Sugars are absorbed more quickly into the blood system when fruit is liquefied in smoothies – and that’s not a good thing.
On the face of it, smoothies are marvellous, blending healthy fruit and/or vegetables into delicious drinks. But there are unseen risks in their sugar content, acidity, effect on appetite and potential to raise blood-glucose levels.
So, is it possible for a smoothie love affair to remain a healthy relationship? Fruit is rich in sugars and complex carbohydrates. The sugars are contained within the fibrous cell walls of the flesh, and the fibre slows the digestion and absorption of the sugar. There are no reports of any adverse health effects resulting from these types of intrinsic sugars.
In contrast, so-called “free sugars” contribute to weight gain and dental caries and are linked to poorer dietary quality, obesity and the risk of noncommunicable illnesses, such as cancer and cardiovascular disease. The World Health Organisation defines free sugars as all monosaccharides and disaccharides added to foods by the manufacturer, cook or consumer, as well as sugars naturally present in honey, syrups and fruit juices.
Although smoothies aren’t named in the sugar hit list, they’re a close relative of fruit juices. A typical smoothie includes fruit pulp, but because it is liquefied, the fruit sugars are absorbed more quickly into the blood system, which is not desirable.
Another downside of smoothies is that the volume of fruit they contain is often greater than the amount we would eat as whole fruit. What’s more, studies have found we consume more energy overall in a day if we have fruit in a liquid rather than solid form. In other words, we don’t feel as full after a smoothie.
So, here are some rules of thumb when making a smoothie: don’t add sweeteners, and use only the amount of whole fruit you could reasonably eat in one sitting. A smoothie with half an apple and half a banana is reasonable, whereas having three oranges and three apples, say, is excessive. Whether you add another small piece of fruit really comes down to your appetite and energy needs.

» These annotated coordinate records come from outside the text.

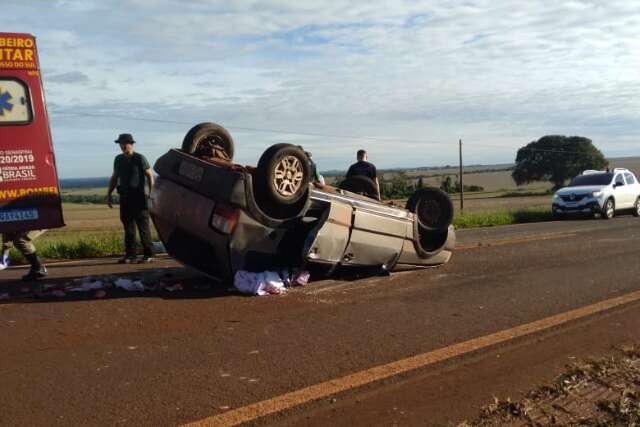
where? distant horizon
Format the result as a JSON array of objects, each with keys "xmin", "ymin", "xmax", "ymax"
[
  {"xmin": 6, "ymin": 0, "xmax": 640, "ymax": 178},
  {"xmin": 58, "ymin": 156, "xmax": 640, "ymax": 181}
]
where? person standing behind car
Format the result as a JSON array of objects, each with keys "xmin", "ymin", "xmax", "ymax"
[
  {"xmin": 0, "ymin": 230, "xmax": 47, "ymax": 281},
  {"xmin": 105, "ymin": 133, "xmax": 154, "ymax": 264},
  {"xmin": 347, "ymin": 150, "xmax": 380, "ymax": 197}
]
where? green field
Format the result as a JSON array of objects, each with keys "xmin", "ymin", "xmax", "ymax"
[{"xmin": 25, "ymin": 157, "xmax": 640, "ymax": 259}]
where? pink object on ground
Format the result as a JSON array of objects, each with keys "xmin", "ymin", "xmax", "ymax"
[{"xmin": 294, "ymin": 271, "xmax": 311, "ymax": 286}]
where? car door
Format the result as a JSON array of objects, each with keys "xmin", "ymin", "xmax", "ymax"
[
  {"xmin": 613, "ymin": 173, "xmax": 630, "ymax": 209},
  {"xmin": 624, "ymin": 173, "xmax": 640, "ymax": 206},
  {"xmin": 342, "ymin": 204, "xmax": 407, "ymax": 266}
]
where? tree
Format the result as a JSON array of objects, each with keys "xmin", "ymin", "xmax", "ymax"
[{"xmin": 511, "ymin": 135, "xmax": 606, "ymax": 188}]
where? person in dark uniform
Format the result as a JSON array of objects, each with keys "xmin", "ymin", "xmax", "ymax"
[
  {"xmin": 347, "ymin": 150, "xmax": 380, "ymax": 197},
  {"xmin": 0, "ymin": 230, "xmax": 47, "ymax": 281},
  {"xmin": 106, "ymin": 133, "xmax": 154, "ymax": 264}
]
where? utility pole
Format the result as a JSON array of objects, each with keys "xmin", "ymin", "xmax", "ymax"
[{"xmin": 458, "ymin": 139, "xmax": 464, "ymax": 212}]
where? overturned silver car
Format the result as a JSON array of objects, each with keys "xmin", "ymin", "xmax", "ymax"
[{"xmin": 151, "ymin": 123, "xmax": 455, "ymax": 280}]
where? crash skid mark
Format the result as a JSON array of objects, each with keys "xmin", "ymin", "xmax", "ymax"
[
  {"xmin": 297, "ymin": 266, "xmax": 448, "ymax": 302},
  {"xmin": 456, "ymin": 233, "xmax": 577, "ymax": 251},
  {"xmin": 186, "ymin": 291, "xmax": 640, "ymax": 427}
]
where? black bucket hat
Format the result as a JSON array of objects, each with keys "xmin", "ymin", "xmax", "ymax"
[{"xmin": 115, "ymin": 133, "xmax": 136, "ymax": 144}]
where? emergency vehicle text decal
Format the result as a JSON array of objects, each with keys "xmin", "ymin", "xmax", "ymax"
[{"xmin": 0, "ymin": 35, "xmax": 38, "ymax": 70}]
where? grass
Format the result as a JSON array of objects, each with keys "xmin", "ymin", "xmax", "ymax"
[
  {"xmin": 453, "ymin": 208, "xmax": 553, "ymax": 228},
  {"xmin": 10, "ymin": 234, "xmax": 124, "ymax": 264}
]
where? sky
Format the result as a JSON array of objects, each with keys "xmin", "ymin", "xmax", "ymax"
[{"xmin": 0, "ymin": 0, "xmax": 640, "ymax": 178}]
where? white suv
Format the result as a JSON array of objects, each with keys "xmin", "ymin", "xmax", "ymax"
[{"xmin": 551, "ymin": 168, "xmax": 640, "ymax": 219}]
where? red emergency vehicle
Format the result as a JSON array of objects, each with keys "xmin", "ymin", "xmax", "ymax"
[{"xmin": 0, "ymin": 33, "xmax": 64, "ymax": 232}]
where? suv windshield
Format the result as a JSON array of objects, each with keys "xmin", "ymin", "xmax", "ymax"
[{"xmin": 567, "ymin": 173, "xmax": 613, "ymax": 187}]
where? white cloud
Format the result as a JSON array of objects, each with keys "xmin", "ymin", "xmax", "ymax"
[{"xmin": 0, "ymin": 0, "xmax": 640, "ymax": 176}]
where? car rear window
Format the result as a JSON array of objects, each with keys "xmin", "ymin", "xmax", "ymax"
[
  {"xmin": 624, "ymin": 173, "xmax": 636, "ymax": 185},
  {"xmin": 568, "ymin": 173, "xmax": 613, "ymax": 187}
]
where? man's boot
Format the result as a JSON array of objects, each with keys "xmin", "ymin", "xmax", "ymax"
[{"xmin": 22, "ymin": 253, "xmax": 47, "ymax": 281}]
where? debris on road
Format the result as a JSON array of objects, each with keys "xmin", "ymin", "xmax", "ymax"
[
  {"xmin": 458, "ymin": 347, "xmax": 640, "ymax": 427},
  {"xmin": 0, "ymin": 270, "xmax": 192, "ymax": 300},
  {"xmin": 233, "ymin": 270, "xmax": 310, "ymax": 296}
]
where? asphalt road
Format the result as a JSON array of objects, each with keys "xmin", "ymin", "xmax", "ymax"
[{"xmin": 0, "ymin": 216, "xmax": 640, "ymax": 426}]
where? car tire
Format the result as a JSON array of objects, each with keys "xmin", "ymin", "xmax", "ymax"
[
  {"xmin": 405, "ymin": 187, "xmax": 453, "ymax": 230},
  {"xmin": 602, "ymin": 198, "xmax": 616, "ymax": 219},
  {"xmin": 182, "ymin": 122, "xmax": 235, "ymax": 161},
  {"xmin": 338, "ymin": 175, "xmax": 380, "ymax": 200},
  {"xmin": 254, "ymin": 144, "xmax": 311, "ymax": 206}
]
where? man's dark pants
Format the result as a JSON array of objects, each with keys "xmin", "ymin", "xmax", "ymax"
[{"xmin": 120, "ymin": 193, "xmax": 153, "ymax": 258}]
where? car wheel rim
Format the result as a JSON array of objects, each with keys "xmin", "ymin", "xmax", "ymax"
[
  {"xmin": 273, "ymin": 156, "xmax": 304, "ymax": 197},
  {"xmin": 418, "ymin": 200, "xmax": 442, "ymax": 227}
]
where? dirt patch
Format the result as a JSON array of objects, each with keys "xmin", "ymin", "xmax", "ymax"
[{"xmin": 458, "ymin": 346, "xmax": 640, "ymax": 427}]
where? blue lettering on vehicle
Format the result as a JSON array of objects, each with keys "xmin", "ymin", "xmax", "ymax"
[
  {"xmin": 0, "ymin": 209, "xmax": 38, "ymax": 222},
  {"xmin": 0, "ymin": 90, "xmax": 13, "ymax": 116}
]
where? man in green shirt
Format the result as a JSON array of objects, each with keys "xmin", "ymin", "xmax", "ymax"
[{"xmin": 106, "ymin": 133, "xmax": 154, "ymax": 264}]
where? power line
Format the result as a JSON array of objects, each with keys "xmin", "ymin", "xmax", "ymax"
[
  {"xmin": 52, "ymin": 111, "xmax": 600, "ymax": 154},
  {"xmin": 52, "ymin": 111, "xmax": 450, "ymax": 145}
]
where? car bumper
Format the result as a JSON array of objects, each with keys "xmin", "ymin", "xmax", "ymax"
[{"xmin": 551, "ymin": 200, "xmax": 602, "ymax": 214}]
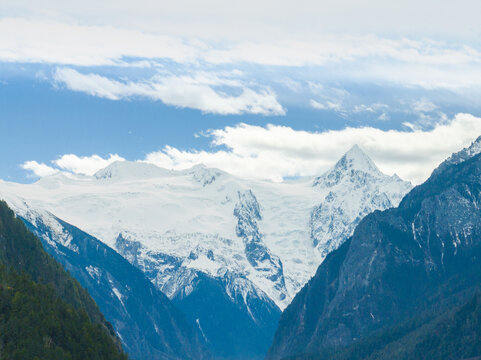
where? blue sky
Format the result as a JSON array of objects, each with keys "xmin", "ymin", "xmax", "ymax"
[{"xmin": 0, "ymin": 0, "xmax": 481, "ymax": 183}]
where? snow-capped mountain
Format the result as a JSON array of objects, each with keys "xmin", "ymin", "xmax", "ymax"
[
  {"xmin": 1, "ymin": 195, "xmax": 210, "ymax": 360},
  {"xmin": 310, "ymin": 145, "xmax": 411, "ymax": 258},
  {"xmin": 0, "ymin": 146, "xmax": 411, "ymax": 358}
]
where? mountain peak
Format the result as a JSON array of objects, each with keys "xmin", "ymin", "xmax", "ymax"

Kiwifruit is a good addition. Plant & Food Research scientists recently discovered that when kiwifruit is eaten at the same time as other carbohydrate-containing foods (wheat-biscuit cereal), it slows the absorption of sugars from the breakfast cereal into the bloodstream of healthy adults.
Using a simulated gut for testing, the researchers found fibre from the kiwifruit distributes itself widely through the intestinal contents. That could explain how kiwifruit slows our overall sugar absorption from both the kiwifruit and other foods in the gut.
Leafy green vegetables and nutritious nuts are also healthy smoothie ingredients.
Although whole fruit is best, a home-made smoothie is better than consuming no fruit at all. So, balance your personal preferences with the health effects to find a compromise that suits you.